Orissa is one of India’s poorest states; the proportion of people living below the poverty line in the state is nearly double the country’s average. It is located on the eastern coast of India, just below West Bengal (Calcutta). In the far western part of the state, tribes still live as they did thousands of years ago. I spent December 16-19, 2008 in Orissa, flying into the state capital of Bhubaneswar (which I still don’t know how to pronounce correctly) and proceeding the 1.5 hours to the coastal city of Puri. The airport in Bhubaneswar is small with only a few airplanes on the ground at any one time and passengers walk the 400 meters across the runway to board their plane directly. Interestingly, this small semi-rural airport also hosted the strictest security I’ve yet seen in India.
Unfortunately, Orissa was marred in August and September by violence and vandalism against the small Christian minority after they were blamed for the murder of a Hindu leader and some of his followers (see here). The majority of Christians in the state are destitute, illiterate, powerless tribal people who make an easy target for the machinations of politicians.
In contrast to media reports from other parts in the state, the city of Puri was relaxed and welcoming. According to two different sources, Puri is one of the four most sacred cities for Hindus (although my sources were conflicting on which cities constituted the other three). The city is home to Jagannath Mandir, a temple dedicated to Jagannath, whom Hindus believe to be the Lord of the Universe and an incarnation of Vishnu (Krishna).

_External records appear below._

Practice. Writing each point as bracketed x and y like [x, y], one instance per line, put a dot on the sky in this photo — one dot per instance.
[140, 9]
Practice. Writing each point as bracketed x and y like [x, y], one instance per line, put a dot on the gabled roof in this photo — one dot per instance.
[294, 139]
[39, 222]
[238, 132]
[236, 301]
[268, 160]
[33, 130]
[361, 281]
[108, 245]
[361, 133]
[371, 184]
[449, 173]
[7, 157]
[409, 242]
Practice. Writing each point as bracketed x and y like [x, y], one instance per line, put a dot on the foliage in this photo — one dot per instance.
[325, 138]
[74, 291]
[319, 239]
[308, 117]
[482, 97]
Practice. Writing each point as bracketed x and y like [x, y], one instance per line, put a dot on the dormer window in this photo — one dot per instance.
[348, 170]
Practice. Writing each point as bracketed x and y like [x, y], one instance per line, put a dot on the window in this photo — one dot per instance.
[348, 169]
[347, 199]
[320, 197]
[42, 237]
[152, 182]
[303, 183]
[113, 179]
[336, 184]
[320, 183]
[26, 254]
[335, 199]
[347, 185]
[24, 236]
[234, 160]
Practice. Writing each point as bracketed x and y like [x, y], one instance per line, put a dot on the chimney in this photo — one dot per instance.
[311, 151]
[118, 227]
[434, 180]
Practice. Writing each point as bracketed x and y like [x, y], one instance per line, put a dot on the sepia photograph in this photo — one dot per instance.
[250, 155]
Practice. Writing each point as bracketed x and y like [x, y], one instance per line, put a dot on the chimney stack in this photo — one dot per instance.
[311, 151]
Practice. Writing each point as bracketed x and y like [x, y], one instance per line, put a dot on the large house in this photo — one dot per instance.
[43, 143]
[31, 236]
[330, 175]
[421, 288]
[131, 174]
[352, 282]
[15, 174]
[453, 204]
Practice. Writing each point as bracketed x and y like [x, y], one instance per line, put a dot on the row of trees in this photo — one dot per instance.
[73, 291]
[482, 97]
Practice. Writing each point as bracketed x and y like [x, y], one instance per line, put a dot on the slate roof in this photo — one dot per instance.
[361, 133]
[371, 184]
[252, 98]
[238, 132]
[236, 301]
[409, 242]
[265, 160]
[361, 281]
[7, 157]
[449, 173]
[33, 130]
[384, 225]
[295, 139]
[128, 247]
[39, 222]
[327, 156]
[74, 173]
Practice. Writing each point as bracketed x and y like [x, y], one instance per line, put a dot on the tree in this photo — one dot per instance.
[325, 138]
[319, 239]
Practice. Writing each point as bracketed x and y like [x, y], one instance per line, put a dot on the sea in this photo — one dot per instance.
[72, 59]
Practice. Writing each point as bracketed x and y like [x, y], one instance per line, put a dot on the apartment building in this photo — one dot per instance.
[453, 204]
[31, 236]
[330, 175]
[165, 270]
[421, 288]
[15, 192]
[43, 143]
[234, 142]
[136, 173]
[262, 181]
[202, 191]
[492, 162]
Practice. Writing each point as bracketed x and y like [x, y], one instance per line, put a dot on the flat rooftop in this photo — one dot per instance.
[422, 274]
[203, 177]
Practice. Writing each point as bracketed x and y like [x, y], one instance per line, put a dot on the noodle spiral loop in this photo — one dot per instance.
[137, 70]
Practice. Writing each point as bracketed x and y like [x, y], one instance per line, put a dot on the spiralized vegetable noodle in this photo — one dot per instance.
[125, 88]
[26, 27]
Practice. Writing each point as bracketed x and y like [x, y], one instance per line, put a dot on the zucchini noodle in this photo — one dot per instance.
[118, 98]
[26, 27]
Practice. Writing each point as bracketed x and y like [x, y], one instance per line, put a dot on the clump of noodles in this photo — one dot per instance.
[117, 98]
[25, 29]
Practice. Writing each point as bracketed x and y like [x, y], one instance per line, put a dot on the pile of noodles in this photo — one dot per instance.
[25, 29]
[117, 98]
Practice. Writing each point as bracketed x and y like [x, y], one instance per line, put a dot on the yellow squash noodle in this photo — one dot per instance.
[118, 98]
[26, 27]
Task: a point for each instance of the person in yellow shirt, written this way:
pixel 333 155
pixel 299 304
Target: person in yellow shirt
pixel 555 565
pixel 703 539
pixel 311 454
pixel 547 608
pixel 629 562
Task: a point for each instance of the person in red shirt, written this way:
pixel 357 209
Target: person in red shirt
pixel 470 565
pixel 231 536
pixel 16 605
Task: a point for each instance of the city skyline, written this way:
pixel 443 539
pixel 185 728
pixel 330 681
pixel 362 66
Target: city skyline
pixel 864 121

Built in 1198, the temple attracts hundreds of thousands of pilgrims from all over India each year. Non-Hindus such as myself are not permitted to enter; however, according to my guide book, within the temple can be found statues of Jagannath, his brother Balbhadra, and sister Subhadra (see here for images). “The brothers have arms but no hands, while smaller Subhadra, sitting in between, has neither. Priests continually garland and dress the three throughout the day for different ceremonies. Incredibly, the temple employs about 6,000 men to perform the complicated rituals involved in caring for the gods. An estimated 20,000 people—divided into 36 orders and 97 classes—are dependent on Jagannath for their livelihood. The kitchen, with 400 cooks, is reportedly the largest in the world.”
Each summer, Puri is home to a huge festival, called Rath Yatra, in which the statues of the three gods are placed on huge cars and pulled through the city. Again, according to Lonely Planet, “The main car of Jagannath (origin of ‘juggernaut’) stands 14m high. It rides on 16 wheels, each over 2m in diameter—in centuries past, devotees threw themselves beneath the wheels to die gloriously within the god’s sight. Four-thousand professional temple employees haul the cars, which take enormous effort to pull and are virtually impossible to turn or stop…Hundreds of thousands of pilgrims (and tourists) swarm to witness this stupendous scene, which can take place in temperatures over 40 degrees C [104 degrees Fahrenheit].”
Puri is also home to a beautiful beach (much cleaner than the beaches in Chennai). Also unlike Chennai, hundreds of Indians frequent the beach for swimming and relaxing and a carnivalesque atmosphere prevails. As the city’s main attraction doesn’t permit the entry of non-Hindus, the city and the beach are surprisingly free of foreign tourists. I was content to be the only white person wandering down the warm beach Wednesday evening, although the lack of foreign tourists means that the local hotels and restaurants aren’t so great at catering to Westerners and few people speak English proficiently (the hotel where I stayed doesn't stock toilet paper, for instance, but was nice enough to buy some for me when I asked).
On Thursday, I took a three-hour round trip ride on the back of a motorcycle (don’t tell my mom) from Puri to the small village of Danda-Mukundpur. I’m now convinced that the best way to see rural India is from the back of a motorcycle. We stopped along the way to buy a fresh coconut (costing about 13 cents) on the side of the road; the vendor sliced open the green fruit with a machete and placed a straw inside so that we could drink the refreshing juice. Afterward, he cut the hull in half so we could eat the white, slimy coconut flesh inside. This was my first trip into rural India and I found it beautiful and the people very friendly.
An enormous temple which is a place of spiritual power for thousands of devotees, beautiful beaches, and welcoming people make Puri a great place to visit—definitely worth a return trip. Next time I’ll be sure to bring my swimming suit. However, as the only white person on the beach, I’ll have to be careful that my iridescent glow doesn’t attract too much attention.
A beautiful, warm beach in December!
A Krishna Temple down the street from Jagannath Mandir.
Jagannath Mandir.
As non-Hindus are not permitted inside, this is as close as I could come to seeing the interior.